The electrostatic potential is the solution of the nonlinear Poisson equation.

$-div(\varepsilon(\boldsymbol{r}) \cdot grad\phi(\boldsymbol{r})) = \rho(\boldsymbol{r})$

The charge density $$\rho$$ contains the (static) piezo and pyroelectric charge densities as well as the electron and hole charge densities and ionized donors and acceptors. The ionized impurity atoms depend on the electrostatic potential $$\phi$$, however, the piezo and pyroelectric charge densities do not.

Here we plot the electrostatic potential in units of $$\mathrm{eV}$$ for three different cases:

1. include only pyroelectric charges (dark blue line)

2. include only piezoelectric charges (brown line)

3. including both pyro- and piezoelectric charges (purple line)
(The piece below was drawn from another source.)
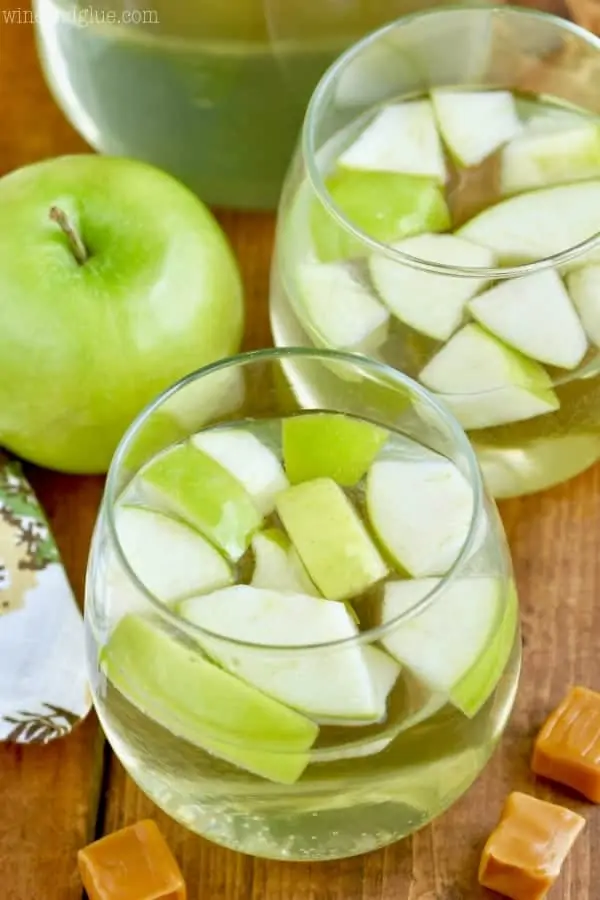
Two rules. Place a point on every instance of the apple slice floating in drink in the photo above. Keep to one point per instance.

In our example, the pyro and piezoelectric contributions are of equal magnitude. The Fermi level is set to zero. The electrostatic potential in units of $$\mathrm{eV}$$ has to be subtracted from the conduction and valence edges. The resulting band structure is plotted in Figure 2.5.1.17 (b) (The pyro and piezoelectric charges were considered in this calculation). Note that the conduction band is pulled below the Fermi level (around $$98\;\mathrm{nm}$$) and the valence band above the Fermi level (around $$118\;\mathrm{nm}$$)

### N-face polarity versus Ga-face polarity¶

We simulate GaN/AlN/GaN wurtizte structure in case of the N-face polarity. The only difference from the previous sections is the polarity: N-face instead of Ga-face. We have to switch from [$$0001$$] growth direction to [$$000\overline{1}$$] growth direction (x $$\rightarrow$$ -x). In order to keep a right-handed coordinate axes system, we also invert the y direction (y $$\rightarrow$$ -y). The third direction (z direction) is calculated automatically.

15global{}
16    simulate1D{}
17
18    ## This is along [000-1] direction: N-face polarity
19    crystal_wz{
20        x_hkl = [0, 0, -1]   # hkil = (0,  0, 0, -1) Miller-Bravais indices
21        y_hkl = [-1, 0, 0]   # hkil = (-1, 0, 1,  0) Miller-Bravais indices
22
23    substrate{
24        name = "GaN"
25    }
26}

Figure 2.5.1.18 shows the Fermi level (at $$0\;\mathrm{eV}$$), the electrostatic potential and the conduction and valence band edges (heavy and light hole) of the N-face heterostructure.

Note the difference in comparison to Figure 2.5.1.17 above for the Ga-face case. The location of the 2DEGs and 2DHGs is reversed.

An alternative way of switching from Ga-face to N-face would be to change the sign of the pyroelectric constants.